Des termes majoritairement utilisés par les experts et les professionnels, pas par les usagers que nous sommes. Nous parlons presque indifféremment de déchet, d’ordure ou de rebut pour des épluchures, des seringues usagées, des solvants, des bouchons en plastique, des copeaux de bois ou des morceaux de béton. C’est révélateur du peu d’intérêt que nous prêtons aux matières et aux objets que nous jetons.
La masse de déchets ne cesse de croître au cours des années sur tous les continents. Qu’est-ce que cet afflux dit de nos sociétés industrialisées ?
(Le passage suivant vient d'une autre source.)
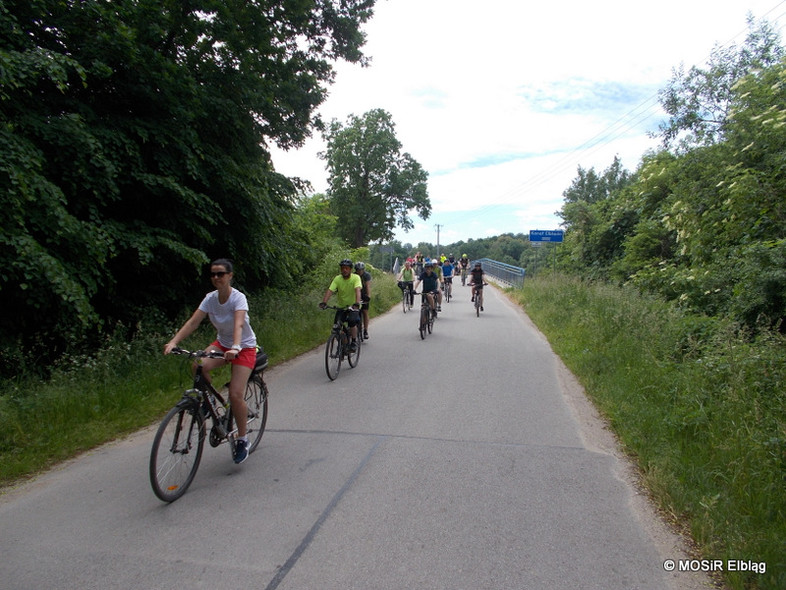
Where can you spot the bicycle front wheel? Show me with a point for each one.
(177, 450)
(333, 356)
(256, 401)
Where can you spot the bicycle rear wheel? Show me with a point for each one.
(176, 453)
(256, 400)
(333, 354)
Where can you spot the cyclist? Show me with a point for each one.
(447, 273)
(477, 279)
(347, 287)
(430, 285)
(406, 278)
(419, 259)
(227, 309)
(365, 294)
(464, 263)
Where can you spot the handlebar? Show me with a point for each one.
(213, 354)
(351, 307)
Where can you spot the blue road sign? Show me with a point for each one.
(546, 235)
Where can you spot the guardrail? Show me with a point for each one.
(504, 273)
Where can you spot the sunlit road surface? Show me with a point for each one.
(468, 460)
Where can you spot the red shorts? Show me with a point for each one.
(247, 357)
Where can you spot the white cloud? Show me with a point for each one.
(501, 101)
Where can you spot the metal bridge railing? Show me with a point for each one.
(504, 273)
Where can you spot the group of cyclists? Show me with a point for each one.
(227, 309)
(437, 274)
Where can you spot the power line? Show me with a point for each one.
(630, 120)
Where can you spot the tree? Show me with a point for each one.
(698, 101)
(372, 185)
(132, 147)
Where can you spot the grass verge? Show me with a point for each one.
(701, 406)
(126, 386)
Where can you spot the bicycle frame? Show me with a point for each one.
(180, 438)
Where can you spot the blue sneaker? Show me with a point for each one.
(241, 451)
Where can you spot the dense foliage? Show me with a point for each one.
(372, 185)
(133, 150)
(703, 224)
(706, 226)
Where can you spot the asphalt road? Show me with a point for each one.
(469, 460)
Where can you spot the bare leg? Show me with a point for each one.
(237, 390)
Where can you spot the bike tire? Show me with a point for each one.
(256, 400)
(354, 357)
(333, 354)
(176, 453)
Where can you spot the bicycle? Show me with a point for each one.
(180, 439)
(427, 316)
(337, 346)
(478, 297)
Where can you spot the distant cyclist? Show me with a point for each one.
(347, 287)
(478, 275)
(447, 273)
(365, 294)
(463, 264)
(406, 278)
(430, 286)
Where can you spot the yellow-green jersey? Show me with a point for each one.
(345, 289)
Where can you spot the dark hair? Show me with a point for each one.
(225, 262)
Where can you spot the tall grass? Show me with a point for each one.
(124, 386)
(701, 405)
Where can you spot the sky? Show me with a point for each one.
(501, 101)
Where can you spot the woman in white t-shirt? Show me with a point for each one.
(227, 309)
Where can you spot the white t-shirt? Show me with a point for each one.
(223, 318)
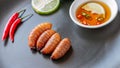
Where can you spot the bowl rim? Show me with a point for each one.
(95, 26)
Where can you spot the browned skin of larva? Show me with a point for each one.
(61, 49)
(36, 32)
(51, 44)
(44, 38)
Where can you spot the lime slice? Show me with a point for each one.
(45, 6)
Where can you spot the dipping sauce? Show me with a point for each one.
(93, 13)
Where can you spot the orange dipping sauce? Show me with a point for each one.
(89, 18)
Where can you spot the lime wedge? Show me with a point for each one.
(45, 6)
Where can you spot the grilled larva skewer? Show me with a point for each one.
(61, 49)
(42, 40)
(36, 32)
(51, 44)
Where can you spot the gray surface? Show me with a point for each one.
(97, 48)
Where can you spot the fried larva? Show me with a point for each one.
(44, 38)
(61, 49)
(51, 44)
(36, 32)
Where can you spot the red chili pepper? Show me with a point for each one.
(14, 26)
(9, 23)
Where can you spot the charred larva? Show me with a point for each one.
(44, 38)
(61, 49)
(51, 44)
(36, 32)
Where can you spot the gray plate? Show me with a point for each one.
(98, 48)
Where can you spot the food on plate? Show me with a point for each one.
(51, 44)
(9, 23)
(93, 13)
(47, 41)
(61, 49)
(36, 32)
(42, 40)
(45, 6)
(14, 26)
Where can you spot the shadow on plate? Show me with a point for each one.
(65, 57)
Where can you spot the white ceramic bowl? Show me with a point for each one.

C’est la face cachée de nos sociétés de (sur)consommation et le signe que notre mode de vie est insoutenable. Nous produisons, consommons et jetons sans véritablement prendre en compte les capacités des ressources naturelles à se renouveler et à absorber les déchets. C’est à la fois révélateur d’une certaine puissance technique de nos sociétés extractivistes, mais aussi d’une sorte de défaillance de ces mêmes dispositifs pour enrayer la prolifération de nos « poubelles ». Cela révèle une forme de cécité. Alors même que nous connaissons aujourd’hui l’impact sur les écosystèmes, nous sommes peu prompts à vouloir connaître la trajectoire de nos rebuts. Pour le philosophe Augustin Berque, cette attitude contradictoire exprime une « forclusion », au sens du refoulement. Il parle, plus exactement, concernant nos sociétés, d’une « forclusion de l’insoutenable »3. Cette sorte de déni concerne autant le métabolisme de notre mode de vie que le système politique et les rapports sociaux, vecteurs d’inégalités et d’injustices, qui le rendent possible. Elle nous porte à croire que nous pouvons vivre dans un monde de consommation effrénée, où nos déchets disparaissent miraculeusement.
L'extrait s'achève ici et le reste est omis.